Handlungsleitend bei der Entwicklung und Gestaltung von Religionsunterricht in der heutigen,
durch Multikulturalität und Multireligiosität geprägten Gesellschaft müssen diese drei
Aufgaben sein:
die Vermittlung von Orientierungswissen innerhalb der Religionen und Weltanschauungen
sowie die Auseinandersetzung mit religiös-kulturgeschichtlichen Traditionen;
die Stärkung der interreligiösen Dialogbereitschaft und –fähigkeit sowie der
gegenseitigen Akzeptanz und des gegenseitigen Respekts;
die Vorbereitung und Begleitung individueller, selbstbestimmter Religiosität und/oder
ethisch-moralischen Haltung.
Ein erfolgreicher Religionsunterricht führt dazu, dass Differenz nicht zur Abgrenzung
und/oder Abwertung führt, sondern Überschneidungen und Gemeinsamkeiten gesucht werden sowie
die Gleichwertigkeit der Weltanschauungen akzeptiert und respektiert wird. Weiterhin schafft
er die Grundlagen, dass Religion nicht zu politischen Zwecken missbraucht wird. Ein guter
Religionsunterricht ermöglicht, der Vielfalt der Religionen mit Neugier und nicht mit
Misstrauen zu begegnen.
Ein Modell für einen Religionsunterricht, der diese großen Herausforderungen im besonderen
Maße bewältigen kann, ist das Hamburger Modell mit dem bekenntnisgebundenen dialogischen
Religionsunterricht für alle. Dieser Religionsunterricht ist ein kontextuell-historisch
entstandener, bisher von der evangelischen Kirche verantworteter und den in Hamburg
vertretenen Weltreligionen unterstützter, rechtlich abgesicherter, durch empirische
Untersuchungen fundierter und in Deutschland so einmaliger Religionsunterricht. Er erwuchs
aus der seit den 1970er Jahren zunehmend vielfältiger werdenden Hamburger Bevölkerung – und
damit den immer heterogener werdenden Schulklassen. Mittlerweile gibt es 106
unterschiedliche Religionsgemeinschaften in Hamburg. Gingen die Religionslehrer*innen
zunächst noch unsystematisch mit der Vielfalt um, begann Mitte der 1980er Jahre ein
kontinuierlicher Prozess, den dialogischen Religionsunterricht für alle Schüler*innen
strukturell und curricular zu konzipieren. Selbstverständlich wurde das Recht, gemäß Art. 7,
Abs. 2 GG nicht am Religionsunterricht teilzunehmen, beachtet. 1995 wurde mit der Bildung
des “Gesprächskreises Interreligiöser Religionsunterricht in Hamburg (GIR)“ eine
intermediäre Institution zur Beteiligung von Mitgliedern aus christlichen, jüdischen,
muslimischen, alevitischen, buddhistischen und inzwischen auch hinduistischen Gemeinschaften
zum Zwecke der Beratung und Mitgestaltung des “Religionsunterrichts für alle” geschaffen.

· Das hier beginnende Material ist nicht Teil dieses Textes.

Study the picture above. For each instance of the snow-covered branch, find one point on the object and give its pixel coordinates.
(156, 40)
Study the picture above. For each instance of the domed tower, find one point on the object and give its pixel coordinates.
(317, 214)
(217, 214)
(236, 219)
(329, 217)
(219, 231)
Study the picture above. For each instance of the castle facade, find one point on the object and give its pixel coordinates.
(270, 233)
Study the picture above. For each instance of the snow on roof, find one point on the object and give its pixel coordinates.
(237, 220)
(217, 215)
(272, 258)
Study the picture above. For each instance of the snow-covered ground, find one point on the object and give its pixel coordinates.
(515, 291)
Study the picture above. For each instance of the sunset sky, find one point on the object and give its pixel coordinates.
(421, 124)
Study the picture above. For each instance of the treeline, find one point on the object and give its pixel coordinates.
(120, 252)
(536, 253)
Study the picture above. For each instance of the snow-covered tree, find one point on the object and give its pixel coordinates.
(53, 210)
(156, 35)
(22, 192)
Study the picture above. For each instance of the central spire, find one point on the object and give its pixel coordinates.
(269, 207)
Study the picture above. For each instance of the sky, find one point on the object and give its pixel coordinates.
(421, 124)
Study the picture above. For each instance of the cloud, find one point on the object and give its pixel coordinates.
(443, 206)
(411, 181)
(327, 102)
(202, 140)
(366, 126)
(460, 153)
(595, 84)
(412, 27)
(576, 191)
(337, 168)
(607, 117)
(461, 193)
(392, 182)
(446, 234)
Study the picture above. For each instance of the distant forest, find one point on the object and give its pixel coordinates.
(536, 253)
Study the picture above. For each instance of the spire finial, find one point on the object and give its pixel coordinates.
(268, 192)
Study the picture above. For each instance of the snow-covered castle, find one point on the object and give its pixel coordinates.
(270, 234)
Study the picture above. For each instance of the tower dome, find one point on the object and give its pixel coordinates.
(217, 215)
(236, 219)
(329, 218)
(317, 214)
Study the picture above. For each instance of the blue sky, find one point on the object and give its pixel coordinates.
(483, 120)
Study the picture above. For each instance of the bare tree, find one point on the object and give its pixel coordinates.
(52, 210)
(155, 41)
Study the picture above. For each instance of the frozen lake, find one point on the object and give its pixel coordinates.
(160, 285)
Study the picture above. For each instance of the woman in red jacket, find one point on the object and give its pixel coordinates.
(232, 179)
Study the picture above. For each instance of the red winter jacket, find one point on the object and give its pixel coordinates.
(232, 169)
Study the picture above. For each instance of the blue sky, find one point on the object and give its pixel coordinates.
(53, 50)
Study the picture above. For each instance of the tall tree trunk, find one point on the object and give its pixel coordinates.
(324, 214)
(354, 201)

Hier ging und geht es um die Entwicklung von Curricula, der Erstellung von
Unterrichtsmaterialien, der Gestaltung von Lehrerfortbildungen u. v. m. Dreh- und Angelpunkt
dieses Religionsunterrichts für alle ist die Erziehung zur Dialogfähigkeit. Diese ist ein
wichtiger Pfeiler für die Entfaltung einer Identität, die der Herausforderung einer
pluralistischen und multikulturellen Realität gewachsen ist: Sie fördert die Möglichkeit
eines friedlichen Miteinanders, da durch sie Verstehen und auch Perspektivwechsel erst
ermöglicht wird.
Der Hamburger Religionsunterricht für alle ist darüber hinaus ein auch von zahlreichen sich
als religionsfern oder atheistisch verstehenden Schüler*innen gern genutztes Angebot. Viele
religionsferne Jugendliche erleben den Hamburger Religionsunterricht mit seiner dialogisch
ausgerichteten Struktur zu den Grundfragen menschlicher Existenz als eine echte Chance,
sowohl ihre eigene Welt- und Menschensicht zu vertiefen als auch die ihnen oft fremd
erscheinenden, sich dezidiert religiös bekennenden Mitschüler*innen besser zu verstehen.
Seit 2013 arbeiten die Schulbehörde, die evangelische Nordkirche, die durch den
Staatsvertrag 2012 als Religionsgemeinschaften anerkannten muslimischen Verbände Schura,
Ditib, ViKZ und die alevitische Gemeinde, die jüdische Gemeinde Hamburg sowie
Vertreter*innen der buddhistischen und hinduistischen Gemeinschaften daran, den
Religionsunterricht für alle gemeinsam weiterzuentwickeln. Nur die katholische Kirche
beteiligt sich bisher nicht an dem Prozess. Dieses Modell, das gemäß Art. 7, Abs. 3 GG
entwickelt wird, soll nicht mehr ausschließlich von der evangelischen Nordkirche, sondern
von allen beteiligten Religionsgemeinschaften gleichberechtigt verantwortet werden. Das neue
Modell soll unter anderem ermöglichen, dass neben evangelischen Lehrkräften zukünftig auch
muslimische, alevitische und jüdische Religionslehrer*innen das Fach unterrichten können –
das wiederum erfordert eine andere Lehrerbildung. Ganz wesentlich beteiligt an diesem
Prozess ist die Akademie der Weltreligionen (Universität Hamburg), die – ebenso wie der
Religionsunterricht für alle – einmalig in der Bundesrepublik ist. An der Akademie ist ein
Studiengang für Religionslehrer*innen in multireligiösen Klassen implementiert worden. An
der Akademie entwickeln Theolog*innen aus verschiedenen Religionen eine dialogische
Theologie. Am Landesinstitut für Lehrerbildung und Schulentwicklung (LI) ist in der
Abteilung Ausbildung ein entsprechendes Referendariat in Vorbereitung.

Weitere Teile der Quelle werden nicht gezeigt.